Picture this: you’re evacuating your facility – on a deadline. Local law enforcement has advised that you must vacate the property within hours. You have residents with immediate needs to relocate. Are you thinking about tape backups or removable hard drives? Or are you focused on getting residents to the bus?

Florie Kuperman, R.N., Chief Executive Officer of Roseleaf Senior Living & Memory Care, is responsible for three communities in Northern California. She knows firsthand what it’s like to respond to emergencies and natural disasters, and how technology can help. According to Kuperman, Roseleaf made a commitment to “go digital” early on, and all their records and business operations are electronic except where paper backups or forms required by law.

Roseleaf’s adoption and daily use of ALIS software allowed them to seamlessly maintain operations during two separate evacuations in 2017.

Having the cloud-based software fully integrated to daily operations at their assisted living communities made it easier to respond quickly when one facility was forced to evacuate due to the potential failure of the Oroville Dam last year. Their emergency plan called for relocating residents to a sister facility in Chico.

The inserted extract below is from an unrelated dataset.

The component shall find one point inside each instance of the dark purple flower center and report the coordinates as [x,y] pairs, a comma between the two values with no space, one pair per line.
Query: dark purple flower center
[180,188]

“If we hadn’t been all digital, we’d have had to take two to three more trips to the vans [to get paperwork and files.] Because everything is managed in ALIS and other cloud-based software, we just loaded up and didn’t have to look back,” said Kuperman. Roseleaf’s care plans, medication administration records, face sheets, and charts are all maintained in ALIS. Once relocated, the team only needed to update the resident profile with a new location, associate staff members to residents, and continue day-to-day operations.

Cloud-based software is “really, really important in [the senior living] space because your data is inherently distributed and backed up,” says Timothy Manning, President and CEO at Berglind-Manning L.C. and former Deputy Administrator for Protection and National Preparedness at the Federal Emergency Management Administration. He describes the advent of cloud-based computing as having done “more for business continuity than all the [emergency preparedness] consultants and advisors ever did.”

If you’re choosing assisted living software, it makes sense understand how that software supports your business continuity and emergency preparedness plans. It also makes sense to think about how assisted living software can make your business more efficient day-to-day.